OpenAI o1: new approaches to AI development
In response to these challenges, researchers are exploring alternative techniques to enhance AI capabilities.
One promising approach is ‘test-time compute,’ which focuses on improving existing AI models during the inference phase – when the model is being used – rather than solely during the initial training.
This method allows models to dedicate more processing power to challenging tasks that require human-like reasoning and decision-making.
For example, AI companies like OpenAI are recently developing training techniques that use more human-like ways for algorithms, such as OpenAI’s ‘o1’ model that can ‘think’ through problems in a multi-step manner, similar to human reasoning.
A dozen AI scientists, researchers and investors told Reuters they believe that such techniques could rejig the AI arms race.
Noam Brown, a Researcher at OpenAI who worked on o1, highlights the efficiency of this approach at a recent TED AI conference: “It turned out that having a bot think for just 20 seconds in a hand of poker got the same boosting performance as scaling up the model by 100,000x and training it for 100,000 times longer”.
Other major AI labs, including Anthropic, xAI and Google DeepMind, are also reportedly working on their own versions of this technique, according to Reuters.
This shift could have significant implications for the AI industry, potentially altering the competition for AI hardware and influencing investment strategies.
Sonya Huang, a partner at Sequoia Capital, the firm that invests in early-stage technology companies, notes that: “This shift will move us from a world of massive pre-training clusters toward inference clouds, which are distributed, cloud-based servers for inference”.
Ethical concerns of AI development
As the AI industry continues to evolve, companies and researchers are consequently grappling with the challenge of balancing technological advancement with ethical considerations and resource constraints.
However, Kevin Weil, Chief Product Officer at OpenAI, expressed optimism about the potential for rapid progress: “We see a lot of low-hanging fruit that we can go pluck to make these models better very quickly.
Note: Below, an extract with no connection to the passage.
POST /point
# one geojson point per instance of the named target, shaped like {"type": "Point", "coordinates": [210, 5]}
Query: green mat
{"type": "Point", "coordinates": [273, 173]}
By the time people do catch up, we’re going to try and be three more steps ahead”.
Yet the shift towards new AI development approaches comes at a time when the limitations of current methods are becoming increasingly apparent.
A recent study from the University of Cambridge and the University of Oslo suggests that AI systems may face inherent limitations due to a century-old mathematical paradox.
The researchers propose that instability is the ‘Achilles’ heel’ of modern AI and that there are problems where stable and accurate neural networks exist, yet no algorithm can produce such a network.
This research highlights the need for a more nuanced understanding of AI’s capabilities and limitations.
As Professor Anders Hansen from Cambridge’s Department of Applied Mathematics and Theoretical Physics states: “If AI systems are used in areas where they can do real harm if they go wrong, trust in those systems has got to be the top priority”.
Yet despite ethical and practical challenges of developing AI, rising chip demand still needs to be met.
Reuters reports that when Nvidia was asked about the possible impact on demand for its products, it pointed to recent company presentations on the importance of the technique behind the o1 model, perhaps to emphasise its relevance to inference tasks, which require significant computing power.
This aligns with Nvidia’s strategy to position its chips as essential for both AI training and inference, potentially driving increased demand for its products.
Nvidia’s CEO, Jensen Huang, has discussed increasing demand for using its chips for inference.
“We’ve now discovered a second scaling law, and this is the scaling law at a time of inference…All of these factors have led to the demand for Blackwell (Nvidia’s latest graphics processing unit) being incredibly high,” he said at a conference recently in India, referring to the company’s latest AI chip.